Selain pengawasan di lapangan, BGN juga meminta satu orang jaksa dengan jabatan setingkat eselon II untuk ditempatkan di lingkungan Inspektorat BGN guna memperkuat fungsi pengawasan internal di tingkat pusat.
Langkah penguatan pengawasan ini dilakukan setelah BGN menutup sementara 62 SPPG karena terbukti melanggar aturan penyajian menu MBG.

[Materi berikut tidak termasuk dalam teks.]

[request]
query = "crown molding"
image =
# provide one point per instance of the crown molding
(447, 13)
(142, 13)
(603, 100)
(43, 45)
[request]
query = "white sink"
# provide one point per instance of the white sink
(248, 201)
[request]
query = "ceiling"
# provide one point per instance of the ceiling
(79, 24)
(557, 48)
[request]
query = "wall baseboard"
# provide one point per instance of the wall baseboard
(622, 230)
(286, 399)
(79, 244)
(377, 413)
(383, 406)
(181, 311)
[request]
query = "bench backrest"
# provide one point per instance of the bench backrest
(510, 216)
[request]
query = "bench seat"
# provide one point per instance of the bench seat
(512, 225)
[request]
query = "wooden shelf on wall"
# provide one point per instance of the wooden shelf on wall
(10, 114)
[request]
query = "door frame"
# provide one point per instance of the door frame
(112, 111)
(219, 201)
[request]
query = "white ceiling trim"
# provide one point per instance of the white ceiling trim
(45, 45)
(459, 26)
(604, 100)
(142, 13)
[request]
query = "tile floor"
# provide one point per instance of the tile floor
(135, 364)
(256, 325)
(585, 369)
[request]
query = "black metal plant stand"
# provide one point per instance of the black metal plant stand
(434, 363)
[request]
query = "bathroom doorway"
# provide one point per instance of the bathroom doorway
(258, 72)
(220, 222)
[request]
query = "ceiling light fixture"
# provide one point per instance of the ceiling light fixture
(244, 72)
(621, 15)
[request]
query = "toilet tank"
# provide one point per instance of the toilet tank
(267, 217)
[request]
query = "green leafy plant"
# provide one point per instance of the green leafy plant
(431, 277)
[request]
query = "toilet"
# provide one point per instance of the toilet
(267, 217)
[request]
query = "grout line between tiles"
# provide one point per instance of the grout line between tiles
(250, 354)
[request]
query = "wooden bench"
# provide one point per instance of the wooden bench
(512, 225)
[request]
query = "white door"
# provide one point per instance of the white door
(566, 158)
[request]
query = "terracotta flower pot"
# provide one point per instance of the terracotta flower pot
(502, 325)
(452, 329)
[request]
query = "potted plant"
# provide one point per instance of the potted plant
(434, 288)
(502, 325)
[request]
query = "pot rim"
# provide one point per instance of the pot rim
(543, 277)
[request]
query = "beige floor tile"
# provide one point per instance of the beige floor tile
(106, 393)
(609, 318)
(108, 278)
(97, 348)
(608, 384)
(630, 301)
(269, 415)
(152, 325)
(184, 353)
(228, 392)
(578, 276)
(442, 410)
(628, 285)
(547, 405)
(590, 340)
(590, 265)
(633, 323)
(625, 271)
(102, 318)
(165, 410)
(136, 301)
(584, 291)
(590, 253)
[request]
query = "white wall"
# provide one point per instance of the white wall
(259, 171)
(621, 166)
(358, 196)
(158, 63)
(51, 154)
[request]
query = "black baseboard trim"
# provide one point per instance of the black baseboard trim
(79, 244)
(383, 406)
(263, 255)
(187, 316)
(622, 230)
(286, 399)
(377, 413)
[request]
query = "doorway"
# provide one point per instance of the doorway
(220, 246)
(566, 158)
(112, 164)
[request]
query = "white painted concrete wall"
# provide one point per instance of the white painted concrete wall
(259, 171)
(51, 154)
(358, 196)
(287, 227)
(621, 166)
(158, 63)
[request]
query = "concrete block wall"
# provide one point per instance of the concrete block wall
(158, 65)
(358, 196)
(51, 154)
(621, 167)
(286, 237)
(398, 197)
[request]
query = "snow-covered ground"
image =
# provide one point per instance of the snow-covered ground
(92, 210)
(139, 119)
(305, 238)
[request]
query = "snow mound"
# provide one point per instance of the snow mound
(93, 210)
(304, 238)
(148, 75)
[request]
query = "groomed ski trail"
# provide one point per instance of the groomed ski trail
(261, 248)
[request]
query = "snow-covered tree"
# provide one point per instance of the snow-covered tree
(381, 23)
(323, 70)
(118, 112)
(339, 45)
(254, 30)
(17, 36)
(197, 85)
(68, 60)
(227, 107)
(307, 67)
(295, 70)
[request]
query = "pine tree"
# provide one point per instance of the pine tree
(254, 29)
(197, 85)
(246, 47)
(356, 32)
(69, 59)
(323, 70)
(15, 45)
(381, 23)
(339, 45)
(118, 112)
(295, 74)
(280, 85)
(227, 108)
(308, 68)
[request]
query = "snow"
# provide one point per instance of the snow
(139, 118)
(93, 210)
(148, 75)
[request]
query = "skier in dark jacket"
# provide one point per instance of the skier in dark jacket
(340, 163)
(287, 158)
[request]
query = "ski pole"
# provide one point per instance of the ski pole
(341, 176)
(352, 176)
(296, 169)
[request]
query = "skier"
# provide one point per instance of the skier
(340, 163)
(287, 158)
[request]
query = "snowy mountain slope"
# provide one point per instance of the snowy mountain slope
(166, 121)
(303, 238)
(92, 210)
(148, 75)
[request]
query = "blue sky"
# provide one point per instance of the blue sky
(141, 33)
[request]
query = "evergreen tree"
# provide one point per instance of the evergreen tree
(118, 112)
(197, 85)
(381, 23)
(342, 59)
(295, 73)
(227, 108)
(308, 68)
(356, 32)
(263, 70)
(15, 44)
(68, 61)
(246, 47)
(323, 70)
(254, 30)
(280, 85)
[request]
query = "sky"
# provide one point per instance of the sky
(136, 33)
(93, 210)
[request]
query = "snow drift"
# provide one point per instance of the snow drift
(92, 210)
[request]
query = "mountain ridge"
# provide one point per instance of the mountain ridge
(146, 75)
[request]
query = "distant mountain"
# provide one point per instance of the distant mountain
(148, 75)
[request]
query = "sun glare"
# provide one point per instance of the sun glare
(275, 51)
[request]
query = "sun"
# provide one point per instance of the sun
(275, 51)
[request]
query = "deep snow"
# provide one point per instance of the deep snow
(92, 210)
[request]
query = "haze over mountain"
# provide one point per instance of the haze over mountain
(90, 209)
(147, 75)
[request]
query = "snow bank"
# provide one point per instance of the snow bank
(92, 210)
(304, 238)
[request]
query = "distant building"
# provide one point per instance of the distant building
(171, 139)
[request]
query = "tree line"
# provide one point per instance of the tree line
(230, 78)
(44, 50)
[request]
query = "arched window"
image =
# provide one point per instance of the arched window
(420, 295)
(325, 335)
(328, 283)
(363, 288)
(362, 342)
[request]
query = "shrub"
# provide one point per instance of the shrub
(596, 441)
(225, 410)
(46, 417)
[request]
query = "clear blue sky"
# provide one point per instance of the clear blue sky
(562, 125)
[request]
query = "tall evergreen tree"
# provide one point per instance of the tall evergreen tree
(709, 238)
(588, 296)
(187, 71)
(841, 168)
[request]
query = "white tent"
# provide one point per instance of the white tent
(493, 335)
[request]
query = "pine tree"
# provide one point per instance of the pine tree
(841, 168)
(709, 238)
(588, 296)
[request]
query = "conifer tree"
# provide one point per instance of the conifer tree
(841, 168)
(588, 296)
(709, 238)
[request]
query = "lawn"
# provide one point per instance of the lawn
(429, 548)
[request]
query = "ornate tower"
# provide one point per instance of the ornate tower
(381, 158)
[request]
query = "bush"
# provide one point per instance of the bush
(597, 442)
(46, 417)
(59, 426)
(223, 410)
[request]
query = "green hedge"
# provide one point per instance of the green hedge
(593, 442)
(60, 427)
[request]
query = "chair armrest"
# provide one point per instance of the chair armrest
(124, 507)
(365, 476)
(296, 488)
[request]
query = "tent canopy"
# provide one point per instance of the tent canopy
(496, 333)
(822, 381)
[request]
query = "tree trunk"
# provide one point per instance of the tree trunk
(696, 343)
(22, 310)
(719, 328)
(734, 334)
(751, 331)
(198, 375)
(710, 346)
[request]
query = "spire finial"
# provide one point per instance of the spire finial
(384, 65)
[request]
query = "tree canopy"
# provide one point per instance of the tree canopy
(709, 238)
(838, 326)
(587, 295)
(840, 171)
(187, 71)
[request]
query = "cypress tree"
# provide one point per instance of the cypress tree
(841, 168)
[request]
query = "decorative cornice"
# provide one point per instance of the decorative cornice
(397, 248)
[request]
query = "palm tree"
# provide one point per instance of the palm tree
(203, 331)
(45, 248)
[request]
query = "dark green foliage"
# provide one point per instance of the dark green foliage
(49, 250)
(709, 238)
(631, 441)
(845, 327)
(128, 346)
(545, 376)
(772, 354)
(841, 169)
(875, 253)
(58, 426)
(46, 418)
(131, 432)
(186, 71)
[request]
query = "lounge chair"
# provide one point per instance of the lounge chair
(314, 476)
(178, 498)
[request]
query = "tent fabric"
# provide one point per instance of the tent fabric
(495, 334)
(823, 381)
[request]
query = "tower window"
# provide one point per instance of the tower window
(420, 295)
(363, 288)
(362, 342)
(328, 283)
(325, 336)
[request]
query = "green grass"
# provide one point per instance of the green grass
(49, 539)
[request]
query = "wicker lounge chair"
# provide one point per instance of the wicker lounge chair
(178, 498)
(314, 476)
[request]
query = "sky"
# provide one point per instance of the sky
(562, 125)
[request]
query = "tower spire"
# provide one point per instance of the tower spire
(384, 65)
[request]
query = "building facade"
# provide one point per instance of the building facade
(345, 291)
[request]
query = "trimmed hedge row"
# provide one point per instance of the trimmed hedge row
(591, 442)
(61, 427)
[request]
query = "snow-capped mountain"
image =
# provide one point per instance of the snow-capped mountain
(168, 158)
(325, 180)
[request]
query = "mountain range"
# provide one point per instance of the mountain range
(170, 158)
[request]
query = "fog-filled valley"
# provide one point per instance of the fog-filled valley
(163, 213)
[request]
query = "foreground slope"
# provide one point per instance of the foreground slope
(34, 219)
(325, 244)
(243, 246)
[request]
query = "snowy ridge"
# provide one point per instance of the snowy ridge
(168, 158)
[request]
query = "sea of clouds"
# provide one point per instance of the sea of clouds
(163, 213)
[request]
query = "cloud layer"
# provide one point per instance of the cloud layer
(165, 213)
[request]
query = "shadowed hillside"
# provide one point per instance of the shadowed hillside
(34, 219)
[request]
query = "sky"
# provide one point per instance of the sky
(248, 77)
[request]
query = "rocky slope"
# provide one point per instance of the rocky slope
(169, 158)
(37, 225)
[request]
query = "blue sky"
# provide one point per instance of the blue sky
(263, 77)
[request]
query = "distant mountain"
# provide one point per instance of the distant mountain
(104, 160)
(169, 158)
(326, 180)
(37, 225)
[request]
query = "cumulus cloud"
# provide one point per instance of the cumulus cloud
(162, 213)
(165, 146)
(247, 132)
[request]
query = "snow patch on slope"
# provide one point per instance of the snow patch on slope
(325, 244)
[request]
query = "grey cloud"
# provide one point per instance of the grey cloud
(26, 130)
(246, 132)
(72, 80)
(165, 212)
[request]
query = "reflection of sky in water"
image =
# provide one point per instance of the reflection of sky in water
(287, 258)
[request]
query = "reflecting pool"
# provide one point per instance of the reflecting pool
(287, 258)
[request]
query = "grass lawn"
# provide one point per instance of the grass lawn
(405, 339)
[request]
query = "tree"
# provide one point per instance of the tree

Dadan menegaskan, meskipun saat ini pendekatan yang dilakukan masih bersifat pembinaan, pihaknya tidak menutup kemungkinan untuk menempuh jalur hukum apabila ditemukan indikasi penyelewengan anggaran.
"Untuk mencegah, kita lebih ke preventif supaya seluruh mitra bekerja dengan seoptimal mungkin, karena sekarang sudah mulai diawasi bersama baik oleh masyarakat, internal BGN, BPKP, dan juga sekarang oleh kejaksaan," tutup Dadan.